Bank of America Merrill Lynch (BAML) analysts have actually cut their
S&P 500 earnings forecasts to reflect no growth on 2016. JP Morgan
notes that there is historical precedent for this: “Over the last ten years, the consensus growth estimate for the following year was typically revised down by ~5%… The
downwards revision is expected to be even more pronounced for 2017 due
to “unrealistic assumptions,” such as “7% sales growth and +50bp margin
expansion.”
In a special report called Profit stall threatens global expansion,
JP Morgan economists warned that the US and global economy was heading
for a fall. The reason? Falling profits and profitability! JPM said: “profits—alongside
equity prices — have declined over the past four quarters, and global
investment spending has moved in lock step with the disappointing pace
of profit growth this cycle. There is a significant risk that a
substantial drag on corporate spending remains in the pipeline.”
The report then referred to the global situation. “Perhaps the
most telling sign of the global nature of the profit growth slump is the
fact that the concentration of earnings growth around the world has
reached its highest level in at least two decades, surpassing even the
large concentrated hit to earnings during the global financial crisis.” In other words, what profits are being made are concentrated in just a few countries and a small number of companies.

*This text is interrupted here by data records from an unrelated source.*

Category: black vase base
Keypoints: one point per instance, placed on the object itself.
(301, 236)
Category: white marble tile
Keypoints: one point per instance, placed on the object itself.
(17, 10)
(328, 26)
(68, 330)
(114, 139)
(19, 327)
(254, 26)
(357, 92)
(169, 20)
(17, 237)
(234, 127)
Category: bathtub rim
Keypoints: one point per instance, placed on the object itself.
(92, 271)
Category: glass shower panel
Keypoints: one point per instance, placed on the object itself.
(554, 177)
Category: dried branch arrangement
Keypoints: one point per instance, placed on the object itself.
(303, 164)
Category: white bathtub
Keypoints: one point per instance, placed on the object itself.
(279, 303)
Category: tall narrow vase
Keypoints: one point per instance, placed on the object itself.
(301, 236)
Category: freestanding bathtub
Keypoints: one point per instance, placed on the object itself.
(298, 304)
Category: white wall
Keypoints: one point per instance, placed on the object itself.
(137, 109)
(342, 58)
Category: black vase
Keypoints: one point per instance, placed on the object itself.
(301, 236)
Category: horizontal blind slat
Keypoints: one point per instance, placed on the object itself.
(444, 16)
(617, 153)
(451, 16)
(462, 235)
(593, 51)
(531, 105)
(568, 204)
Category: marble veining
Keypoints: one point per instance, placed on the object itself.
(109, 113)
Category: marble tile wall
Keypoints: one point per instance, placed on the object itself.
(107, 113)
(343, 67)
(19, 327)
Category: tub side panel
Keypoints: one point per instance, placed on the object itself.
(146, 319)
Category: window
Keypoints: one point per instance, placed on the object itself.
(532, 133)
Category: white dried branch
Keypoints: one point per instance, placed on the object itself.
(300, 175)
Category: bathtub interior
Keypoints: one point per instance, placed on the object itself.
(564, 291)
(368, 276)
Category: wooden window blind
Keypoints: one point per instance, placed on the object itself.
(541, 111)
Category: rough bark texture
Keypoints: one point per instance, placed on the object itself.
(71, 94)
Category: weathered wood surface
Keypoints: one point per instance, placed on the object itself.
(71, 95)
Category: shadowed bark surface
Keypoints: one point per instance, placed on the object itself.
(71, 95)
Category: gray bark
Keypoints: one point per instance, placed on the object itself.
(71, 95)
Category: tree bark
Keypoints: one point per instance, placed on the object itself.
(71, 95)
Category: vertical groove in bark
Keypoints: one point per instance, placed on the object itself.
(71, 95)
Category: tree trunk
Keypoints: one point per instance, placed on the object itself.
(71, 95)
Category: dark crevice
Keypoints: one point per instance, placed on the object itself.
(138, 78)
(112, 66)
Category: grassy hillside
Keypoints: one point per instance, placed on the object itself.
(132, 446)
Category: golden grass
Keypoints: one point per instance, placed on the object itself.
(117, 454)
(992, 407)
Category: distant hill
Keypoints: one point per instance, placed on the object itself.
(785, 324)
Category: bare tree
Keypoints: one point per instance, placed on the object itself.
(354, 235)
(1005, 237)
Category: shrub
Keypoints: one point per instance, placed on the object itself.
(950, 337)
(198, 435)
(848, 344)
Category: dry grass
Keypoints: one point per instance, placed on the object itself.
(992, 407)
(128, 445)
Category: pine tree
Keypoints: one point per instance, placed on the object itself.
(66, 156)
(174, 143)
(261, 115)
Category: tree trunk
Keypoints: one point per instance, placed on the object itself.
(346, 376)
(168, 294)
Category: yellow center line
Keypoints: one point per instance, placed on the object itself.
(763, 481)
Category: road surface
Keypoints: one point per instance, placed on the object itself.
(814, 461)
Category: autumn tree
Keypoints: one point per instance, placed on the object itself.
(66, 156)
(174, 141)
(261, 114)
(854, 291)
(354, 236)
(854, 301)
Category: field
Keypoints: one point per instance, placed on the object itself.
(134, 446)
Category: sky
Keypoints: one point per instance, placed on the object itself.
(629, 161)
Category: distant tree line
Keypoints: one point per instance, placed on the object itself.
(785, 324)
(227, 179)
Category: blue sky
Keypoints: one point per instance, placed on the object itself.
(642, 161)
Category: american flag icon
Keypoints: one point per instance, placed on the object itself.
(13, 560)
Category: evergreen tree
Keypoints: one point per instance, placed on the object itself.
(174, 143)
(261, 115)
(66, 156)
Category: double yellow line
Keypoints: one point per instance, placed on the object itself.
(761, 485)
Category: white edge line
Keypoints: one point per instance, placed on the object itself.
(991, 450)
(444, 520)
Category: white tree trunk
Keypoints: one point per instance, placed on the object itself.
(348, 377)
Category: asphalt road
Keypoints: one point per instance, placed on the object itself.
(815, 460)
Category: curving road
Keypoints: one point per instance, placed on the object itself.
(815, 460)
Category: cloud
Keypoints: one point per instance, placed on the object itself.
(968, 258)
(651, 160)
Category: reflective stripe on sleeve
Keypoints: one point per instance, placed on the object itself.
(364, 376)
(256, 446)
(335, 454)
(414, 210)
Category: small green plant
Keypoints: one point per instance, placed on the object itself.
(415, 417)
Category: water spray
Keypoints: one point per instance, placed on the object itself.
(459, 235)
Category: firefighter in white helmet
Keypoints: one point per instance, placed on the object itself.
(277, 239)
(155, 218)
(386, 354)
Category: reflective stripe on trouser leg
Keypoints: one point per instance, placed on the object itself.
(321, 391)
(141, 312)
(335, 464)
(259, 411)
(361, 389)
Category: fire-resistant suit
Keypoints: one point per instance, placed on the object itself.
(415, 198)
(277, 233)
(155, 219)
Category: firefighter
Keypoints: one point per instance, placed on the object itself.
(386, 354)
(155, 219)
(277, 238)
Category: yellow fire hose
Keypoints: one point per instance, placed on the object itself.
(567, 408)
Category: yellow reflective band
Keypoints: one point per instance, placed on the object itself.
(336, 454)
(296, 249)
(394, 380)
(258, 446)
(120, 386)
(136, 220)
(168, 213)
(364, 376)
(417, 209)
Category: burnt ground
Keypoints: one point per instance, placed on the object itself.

JPM summed up the dilemma “The key question is whether the latest
downshift in profit growth marks the beginning of a recession dynamic
or simply reflects a temporary soft patch amplified by the commodity
price plunge that has hit related earnings… Without a recovery in
business confidence, it is hard to imagine a turn up in capital
spending, and it is increasingly likely that the next leg down will be
from a pullback in G-3 hiring.”
So unless profits pick up, investment will decline and, with it,
employment, in the US and elsewhere, engendering a new global
recession. At the moment, profits are static globally, along with
global investment. The June jobs figures in America may be the last
hurrah for this weak economic recovery.